The utility of this diagnostic finding is limited by interobserver variability. This may be due to variations in the threshold for diagnosis and whether ancillary histochemical studies are used to aid in diagnosis. The presented case illustrates difference of opinion in the same institution and in other internationally prominent institutions.

Differences of opinion regarding the diagnosis of LVI are critical to the management of certain patients.

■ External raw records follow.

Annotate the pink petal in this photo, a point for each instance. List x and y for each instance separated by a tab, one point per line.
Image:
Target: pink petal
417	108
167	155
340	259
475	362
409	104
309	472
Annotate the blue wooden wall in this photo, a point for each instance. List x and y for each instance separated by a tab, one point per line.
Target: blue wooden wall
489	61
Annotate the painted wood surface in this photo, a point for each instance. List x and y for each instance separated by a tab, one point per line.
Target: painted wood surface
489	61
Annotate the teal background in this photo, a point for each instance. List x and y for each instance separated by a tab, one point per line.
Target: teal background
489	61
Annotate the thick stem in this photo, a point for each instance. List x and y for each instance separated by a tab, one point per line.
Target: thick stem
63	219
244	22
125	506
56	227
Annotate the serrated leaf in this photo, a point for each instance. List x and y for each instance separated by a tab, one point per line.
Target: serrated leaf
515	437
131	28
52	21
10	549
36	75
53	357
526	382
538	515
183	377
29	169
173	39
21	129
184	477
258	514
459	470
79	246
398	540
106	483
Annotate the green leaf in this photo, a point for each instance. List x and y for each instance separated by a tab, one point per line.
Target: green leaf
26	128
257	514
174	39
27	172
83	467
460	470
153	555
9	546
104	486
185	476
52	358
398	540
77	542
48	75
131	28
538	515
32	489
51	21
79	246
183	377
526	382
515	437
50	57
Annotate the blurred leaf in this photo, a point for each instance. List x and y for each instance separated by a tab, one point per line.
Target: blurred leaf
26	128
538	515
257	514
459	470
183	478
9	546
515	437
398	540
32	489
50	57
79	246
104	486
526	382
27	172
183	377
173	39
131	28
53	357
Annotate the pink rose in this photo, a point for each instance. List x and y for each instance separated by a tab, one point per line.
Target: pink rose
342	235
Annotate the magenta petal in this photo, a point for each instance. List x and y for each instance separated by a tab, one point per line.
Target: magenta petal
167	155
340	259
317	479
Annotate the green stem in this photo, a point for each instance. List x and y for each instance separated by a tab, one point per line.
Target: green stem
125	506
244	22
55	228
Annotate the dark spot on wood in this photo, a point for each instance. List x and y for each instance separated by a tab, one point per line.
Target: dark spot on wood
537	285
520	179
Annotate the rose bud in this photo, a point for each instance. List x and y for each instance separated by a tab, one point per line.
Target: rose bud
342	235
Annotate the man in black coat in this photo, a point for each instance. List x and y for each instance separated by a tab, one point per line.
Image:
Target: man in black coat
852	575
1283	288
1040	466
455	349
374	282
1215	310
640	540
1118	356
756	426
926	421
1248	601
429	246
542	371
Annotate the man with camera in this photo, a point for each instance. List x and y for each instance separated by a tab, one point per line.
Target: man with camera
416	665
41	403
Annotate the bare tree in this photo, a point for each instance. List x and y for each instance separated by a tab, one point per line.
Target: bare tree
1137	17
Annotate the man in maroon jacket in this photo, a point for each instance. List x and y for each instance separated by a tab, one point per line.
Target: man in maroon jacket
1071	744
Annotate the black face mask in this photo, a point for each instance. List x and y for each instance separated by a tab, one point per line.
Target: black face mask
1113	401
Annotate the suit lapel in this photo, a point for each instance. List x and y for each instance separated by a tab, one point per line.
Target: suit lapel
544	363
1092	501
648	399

A broad review10 of the indications for PMRT outlines areas of basic agreement for RT treatment and nontreatment: patients with inflammatory cancers should be treated; patients with ≥4 positive lymph nodes and/or cancers >5 cm generally should be treated; patients with negative nodes generally should not be treated; and patients with 1–3 positive nodes and LVI should be thoroughly discussed in a tumor board setting and decisions scrutinized. Because PMRT may result in significant emotional and financial costs to patients, every effort should be made to confirm this finding by additional ancillary studies and/or obtain pathology consensus before final recommendations are made. Efforts should be made by the pathology community to standardize the use of ancillary endothelial markers to support this diagnosis.

As members of multidisciplinary tumor boards, plastic surgeons may contribute insights into the impact of PMRT on outcomes of breast reconstruction. Understanding the features and controversies of LVI facilitates this important interaction.